PART 10 - BUKAN ORANG YANG SAMA

1.2K 4 0
                                    



“Kau jadi lebih kurus, Langit.” Senja mengamati Bima. Mereka duduk berdampingan di bangku taman. Sang ayah duduk diam di kursi roda di sebelahnya, juga memandang Bima.

Tentu saja, batin Bima. Ray setiap hari dijejali umminya dengan makanan bergizi, tentu lebih gemuk daripada aku yang harus hidup berdikari.
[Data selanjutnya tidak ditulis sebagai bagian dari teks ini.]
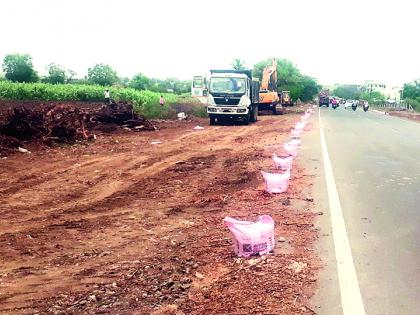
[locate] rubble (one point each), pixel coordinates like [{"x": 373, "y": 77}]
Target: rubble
[{"x": 66, "y": 123}]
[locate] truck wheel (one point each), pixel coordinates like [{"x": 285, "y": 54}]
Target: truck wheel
[
  {"x": 247, "y": 118},
  {"x": 212, "y": 120},
  {"x": 253, "y": 114}
]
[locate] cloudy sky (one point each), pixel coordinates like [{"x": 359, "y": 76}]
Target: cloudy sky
[{"x": 335, "y": 41}]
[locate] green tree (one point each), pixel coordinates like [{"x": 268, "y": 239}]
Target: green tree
[
  {"x": 70, "y": 76},
  {"x": 102, "y": 74},
  {"x": 289, "y": 78},
  {"x": 19, "y": 68},
  {"x": 56, "y": 74},
  {"x": 238, "y": 64},
  {"x": 140, "y": 82},
  {"x": 411, "y": 90}
]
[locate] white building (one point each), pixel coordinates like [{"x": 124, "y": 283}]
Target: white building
[{"x": 390, "y": 92}]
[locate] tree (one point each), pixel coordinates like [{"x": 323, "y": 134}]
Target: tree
[
  {"x": 56, "y": 74},
  {"x": 19, "y": 68},
  {"x": 102, "y": 74},
  {"x": 411, "y": 90},
  {"x": 70, "y": 75},
  {"x": 289, "y": 78},
  {"x": 238, "y": 64},
  {"x": 140, "y": 82}
]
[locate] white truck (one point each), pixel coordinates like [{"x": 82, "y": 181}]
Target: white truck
[{"x": 232, "y": 95}]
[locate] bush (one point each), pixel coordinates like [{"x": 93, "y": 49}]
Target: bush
[{"x": 146, "y": 102}]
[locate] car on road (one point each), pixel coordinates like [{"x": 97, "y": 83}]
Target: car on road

Ia tersenyum getir, membayangkan betapa ia dan saudaranya tumbuh besar dengan cara yang sangat berbeda.

“Apa karena pekerjaanmu di PT Rajawali sangat berat?”

“PT Rajawali?” Bima menjeda, menggaruk pelipis dengan ujung jari. “Hmm ... aku tidak diterima di PT Rajawali,” jawabnya. Itu benar. Ia memang tidak pernah diterima di PT Rajawali. Bahkan, ia tidak pernah mendaftar. Raylah yang menjadi karyawan di perusahaan tersebut.

“Oh?” Senja tampak merasa bersalah telah bertanya. “Maaf.”

Bima hanya menjawab dengan senyum.

“Tak mengapa, Langit. Kau bisa mencari pekerjaan di tempat lain.” Senja berusaha menghibur.

Lelaki itu mengusap dagu, berdeham.

Karena pria di sampingnya tak mengucap sepatah kata pun, Senja kembali berusaha membesarkan hati. “Insya Allah, nanti ada rezeki lain untukmu. Jangan putus asa, ya.”

Tak ada jawaban. Lelaki di sampingnya hanya diam memandang anak-anak kecil yang berlarian di taman itu, sementara telinganya mendengarkan kata-kata Senja.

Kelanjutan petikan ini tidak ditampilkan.